What is the velocity of a projectile with initial velocity 2m/s at an angle of 30degree to horizontal at the time 0.2s,0.5s,0.8s.Find the maximum height attained by projectile,total horinzontal distance travelled,seconds the projectile remains in air?what is the velocity of touching the ground(hit velocity)of a fall dropped from a height of 3m?

Vo = 2 m/s[30o].

Xo = 2*Cos30 = 1.73 m/s.
Yo = 2*sin30 = 1.0 m/s.

Y = Yo + g*Tr.
Y = 1 -9.8*Tr = 0,
-9.8Tr = -1,
Tr = 0.102 s. = Rise time or time to reach max ht.
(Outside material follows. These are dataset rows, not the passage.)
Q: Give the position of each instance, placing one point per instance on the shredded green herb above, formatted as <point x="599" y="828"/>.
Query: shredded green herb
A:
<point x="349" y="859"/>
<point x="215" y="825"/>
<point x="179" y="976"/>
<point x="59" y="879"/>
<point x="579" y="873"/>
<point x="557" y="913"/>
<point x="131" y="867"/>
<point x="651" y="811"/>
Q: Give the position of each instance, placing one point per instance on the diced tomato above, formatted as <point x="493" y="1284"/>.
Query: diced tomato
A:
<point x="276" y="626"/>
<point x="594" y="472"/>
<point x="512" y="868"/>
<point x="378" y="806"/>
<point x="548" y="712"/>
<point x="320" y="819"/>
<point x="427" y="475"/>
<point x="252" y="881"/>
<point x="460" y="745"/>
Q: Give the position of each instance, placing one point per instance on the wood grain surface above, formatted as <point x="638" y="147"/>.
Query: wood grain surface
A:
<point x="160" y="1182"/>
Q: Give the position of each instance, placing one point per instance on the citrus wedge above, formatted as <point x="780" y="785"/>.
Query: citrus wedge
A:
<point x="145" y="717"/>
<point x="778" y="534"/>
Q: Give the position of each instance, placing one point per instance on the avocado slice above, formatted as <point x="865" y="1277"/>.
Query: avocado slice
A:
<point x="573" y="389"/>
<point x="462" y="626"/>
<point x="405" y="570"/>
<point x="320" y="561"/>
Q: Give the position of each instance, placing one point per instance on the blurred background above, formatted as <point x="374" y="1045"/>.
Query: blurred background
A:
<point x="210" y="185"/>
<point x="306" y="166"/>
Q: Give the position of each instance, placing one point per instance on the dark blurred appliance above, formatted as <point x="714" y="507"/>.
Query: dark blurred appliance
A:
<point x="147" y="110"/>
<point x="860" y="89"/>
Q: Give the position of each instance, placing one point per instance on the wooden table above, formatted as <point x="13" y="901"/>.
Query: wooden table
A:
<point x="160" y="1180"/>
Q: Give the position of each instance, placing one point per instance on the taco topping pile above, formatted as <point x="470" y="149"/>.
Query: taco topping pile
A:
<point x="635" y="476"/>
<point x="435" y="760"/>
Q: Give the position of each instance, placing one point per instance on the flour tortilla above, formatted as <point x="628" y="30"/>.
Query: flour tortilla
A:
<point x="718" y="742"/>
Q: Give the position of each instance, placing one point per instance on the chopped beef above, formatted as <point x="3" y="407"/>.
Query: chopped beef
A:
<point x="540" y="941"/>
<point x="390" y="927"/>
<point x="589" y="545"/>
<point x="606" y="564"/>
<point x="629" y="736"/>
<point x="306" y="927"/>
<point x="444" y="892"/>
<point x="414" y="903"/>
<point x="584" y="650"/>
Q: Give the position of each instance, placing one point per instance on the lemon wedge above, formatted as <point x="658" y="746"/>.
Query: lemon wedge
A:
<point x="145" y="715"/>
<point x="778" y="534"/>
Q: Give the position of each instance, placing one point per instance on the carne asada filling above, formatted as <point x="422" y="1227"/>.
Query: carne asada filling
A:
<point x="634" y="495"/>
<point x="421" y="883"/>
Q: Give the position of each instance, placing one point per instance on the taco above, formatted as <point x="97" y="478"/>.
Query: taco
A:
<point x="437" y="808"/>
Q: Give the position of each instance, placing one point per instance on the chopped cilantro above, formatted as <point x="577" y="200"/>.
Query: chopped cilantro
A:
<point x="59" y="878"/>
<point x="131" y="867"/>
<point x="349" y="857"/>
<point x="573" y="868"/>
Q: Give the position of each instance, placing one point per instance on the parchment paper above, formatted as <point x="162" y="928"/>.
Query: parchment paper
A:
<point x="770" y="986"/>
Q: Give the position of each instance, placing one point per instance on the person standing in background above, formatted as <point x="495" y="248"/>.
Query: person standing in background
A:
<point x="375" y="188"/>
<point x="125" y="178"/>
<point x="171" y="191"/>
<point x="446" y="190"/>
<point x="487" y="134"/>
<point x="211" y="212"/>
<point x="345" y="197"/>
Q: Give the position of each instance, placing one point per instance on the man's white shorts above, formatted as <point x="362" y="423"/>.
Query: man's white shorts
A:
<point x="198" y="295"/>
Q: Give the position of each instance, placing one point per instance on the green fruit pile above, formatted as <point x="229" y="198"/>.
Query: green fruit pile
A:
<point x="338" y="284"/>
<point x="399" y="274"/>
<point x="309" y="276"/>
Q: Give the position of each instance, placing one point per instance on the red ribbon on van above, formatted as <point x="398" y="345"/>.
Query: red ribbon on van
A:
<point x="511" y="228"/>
Tf = Tr = 0.102 s. = Fall time.

Tr+Tf = 0.102 + 0.102 = 0.204 s. = Time in air.

Y = 1 - 9.8*0.2 = -0.96 m/s.
Y = 1 - 9.8*0.5 = -3.9 m/s.
Y = 1 - 9.8*0.8 = -6.84 m/s.
Negative velocities means the projectile is falling.

Y^2 = Yo^2 + 2g*h. Y = 0, Yo = 1.0 m/s, g = -9.8 m/s^2, h = ?.

Dx = Vo^2*sin(2A)/g. A = 30o, g = 9.8 m/s^2.

V = Vo = 2m/s[30o] = Velocity at which the projectile strikes gnd.

V^2 = Vo^2 + 2g*h. Vo = 0, g = 9.8 m/s^2, h = 3 m, V = ?.

To calculate the velocity of a projectile at a given time, you need to break down the initial velocity into its horizontal and vertical components.

Given:
Initial velocity (v₀) = 2 m/s
Launch angle (θ) = 30°

1. Find the initial vertical velocity (v₀y) using trigonometry:
v₀y = v₀ * sin(θ)

v₀y = 2 * sin(30°)
v₀y = 2 * 0.5
v₀y = 1 m/s

2. Find the initial horizontal velocity (v₀x) using trigonometry:
v₀x = v₀ * cos(θ)

v₀x = 2 * cos(30°)
v₀x = 2 * √3/2
v₀x = √3 m/s

To calculate the velocity of the projectile at a specific time, you use the following equations:

Vertical velocity (v_y) = v₀y - g * t
Horizontal velocity (v_x) = v₀x

Given:
time (t₁) = 0.2 s
time (t₂) = 0.5 s
time (t₃) = 0.8 s

3. Calculate the vertical velocity component at each time:
v_y₁ = v₀y - g * t₁
v_y₂ = v₀y - g * t₂
v_y₃ = v₀y - g * t₃

To find the maximum height attained by the projectile, you need to find the time it takes to reach the maximum height. This occurs when the vertical velocity becomes zero (v_y = 0).

4. Find the time of ascent:
v_y = 0 m/s
0 = v₀y - g * t_ascend

t_ascend = v₀y / g

5. Use the time of ascent to find the maximum height (h):
h = v₀y * t_ascend - (1/2) * g * t_ascend²

6. To find the total horizontal distance traveled (d), you use the horizontal velocity (v₀x) and the time of flight (T). The time of flight is the total time the projectile remains in the air until it hits the ground.

7. Find the time of flight:
T = 2 * t_ascend

8. Find the horizontal distance:
d = v₀x * T

To calculate the velocity of an object falling freely from a height (without any initial velocity) and touching the ground, you can use the laws of motion.

Given:
Height (h) = 3 m

9. Find the final velocity (v) using the equation:
v² = u² + 2 * g * h
Since the object is falling and the initial velocity (u) is zero, the equation simplifies to:
v = √(2 * g * h)

where g is the acceleration due to gravity (approximately 9.8 m/s²).

This should help you calculate the velocity at different times, the maximum height attained, the total horizontal distance traveled by the projectile, and the velocity when the falling object touches the ground.